La periodista de The Wall Street Journal, Joanna Stern, desde febrero utilizó el Bee Pioneer, una pulsera de solo 50 dólares equipada con inteligencia artificial, que grabó de manera continua todas sus conversaciones. Además, probó otros dispositivos similares como el Limitless Pendant y el Plaud NotePin, ambos con funciones avanzadas de grabación y síntesis.

El propósito de estos dispositivos no era espiar, sino funcionar como asistentes personales capaces de transformar conversaciones cotidianas en archivos digitales, generar resúmenes automáticos y emitir recordatorios útiles. “Este brazalete es realmente espeluznante”, confesó Stern, sorprendida por la precisión y el alcance del Bee Pioneer. Los dispositivos captaban el audio, lo enviaban al móvil y luego a servidores remotos, donde la IA generaba transcripciones y resúmenes en minutos. Mientras Bee eliminaba los audios originales tras la transcripción, Limitless permitía conservarlos y reproducirlos posteriormente.

La utilidad de la IA se reflejaba en notificaciones diarias, desde recordatorios laborales hasta alertas inesperadas como “agendar una nueva cita con el estilista para hablar sobre tu corte de pelo”. Los chatbots integrados permitían consultas específicas, como un análisis del vocabulario ofensivo, que arrojó un promedio de 2,4 insultos diarios. Bee utiliza modelos de IA desarrollados por Anthropic, Google y Meta.

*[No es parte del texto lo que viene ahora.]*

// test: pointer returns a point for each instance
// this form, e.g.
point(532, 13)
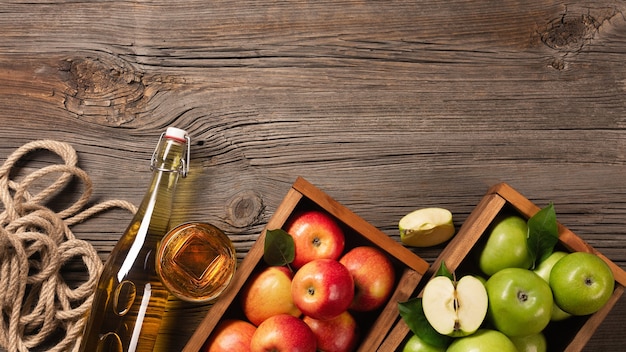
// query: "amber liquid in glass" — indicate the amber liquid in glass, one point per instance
point(196, 262)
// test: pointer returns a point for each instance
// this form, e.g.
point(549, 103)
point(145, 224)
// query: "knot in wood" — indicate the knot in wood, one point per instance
point(104, 90)
point(244, 209)
point(569, 34)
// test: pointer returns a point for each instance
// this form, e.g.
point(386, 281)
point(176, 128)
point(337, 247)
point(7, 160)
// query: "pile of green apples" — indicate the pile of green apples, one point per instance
point(308, 293)
point(521, 284)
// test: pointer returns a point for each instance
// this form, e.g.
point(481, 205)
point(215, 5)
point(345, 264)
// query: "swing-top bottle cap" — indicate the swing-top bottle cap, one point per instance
point(176, 134)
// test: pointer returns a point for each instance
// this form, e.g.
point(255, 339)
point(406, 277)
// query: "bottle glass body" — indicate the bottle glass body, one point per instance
point(129, 300)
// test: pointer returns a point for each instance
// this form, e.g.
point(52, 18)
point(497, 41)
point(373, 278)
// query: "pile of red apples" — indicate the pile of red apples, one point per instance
point(314, 302)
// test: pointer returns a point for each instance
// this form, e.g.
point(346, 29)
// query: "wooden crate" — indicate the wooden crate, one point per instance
point(500, 198)
point(410, 268)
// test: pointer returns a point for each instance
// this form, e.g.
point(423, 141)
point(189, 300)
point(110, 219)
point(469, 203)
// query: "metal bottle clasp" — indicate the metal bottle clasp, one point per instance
point(183, 169)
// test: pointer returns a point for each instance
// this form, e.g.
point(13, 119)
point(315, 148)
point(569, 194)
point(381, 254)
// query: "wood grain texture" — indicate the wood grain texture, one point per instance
point(386, 106)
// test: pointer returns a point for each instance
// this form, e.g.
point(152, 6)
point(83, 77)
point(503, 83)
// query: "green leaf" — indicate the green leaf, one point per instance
point(279, 248)
point(543, 234)
point(443, 271)
point(412, 313)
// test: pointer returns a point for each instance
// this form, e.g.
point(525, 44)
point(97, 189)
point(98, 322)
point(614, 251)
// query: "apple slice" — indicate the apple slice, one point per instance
point(426, 227)
point(455, 308)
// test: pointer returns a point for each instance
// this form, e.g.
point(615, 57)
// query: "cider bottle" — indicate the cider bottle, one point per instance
point(130, 300)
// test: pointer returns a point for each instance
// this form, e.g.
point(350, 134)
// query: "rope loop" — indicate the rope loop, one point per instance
point(37, 306)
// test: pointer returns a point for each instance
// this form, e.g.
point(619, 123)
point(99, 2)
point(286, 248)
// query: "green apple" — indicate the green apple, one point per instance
point(415, 344)
point(426, 227)
point(483, 340)
point(520, 302)
point(455, 308)
point(506, 246)
point(531, 343)
point(582, 283)
point(543, 269)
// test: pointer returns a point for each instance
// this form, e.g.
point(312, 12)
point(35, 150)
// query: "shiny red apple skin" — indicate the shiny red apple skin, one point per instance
point(339, 334)
point(230, 335)
point(322, 288)
point(316, 235)
point(373, 274)
point(268, 293)
point(283, 333)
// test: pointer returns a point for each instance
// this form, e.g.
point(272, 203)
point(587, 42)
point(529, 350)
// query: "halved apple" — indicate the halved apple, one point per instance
point(455, 308)
point(426, 227)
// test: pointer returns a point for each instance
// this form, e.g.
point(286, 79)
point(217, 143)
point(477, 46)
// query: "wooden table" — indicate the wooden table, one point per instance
point(387, 106)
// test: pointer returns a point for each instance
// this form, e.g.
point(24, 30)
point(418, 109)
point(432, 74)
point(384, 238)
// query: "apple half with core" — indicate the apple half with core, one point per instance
point(506, 246)
point(455, 308)
point(426, 227)
point(582, 283)
point(316, 235)
point(283, 333)
point(373, 274)
point(543, 269)
point(520, 302)
point(322, 289)
point(483, 340)
point(268, 293)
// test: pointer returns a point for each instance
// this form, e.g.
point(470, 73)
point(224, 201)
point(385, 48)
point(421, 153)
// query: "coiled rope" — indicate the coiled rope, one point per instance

Sin embargo, la experiencia también planteó dilemas legales y éticos. Stern grabó la mayor parte de las conversaciones en estados donde solo se requiere el consentimiento de una persona, pero en otros lugares la ley exige la aprobación de todos los involucrados. Las empresas fabricantes aseguran que los datos se almacenan cifrados y pueden eliminarse, además de no usarse para entrenar modelos de IA.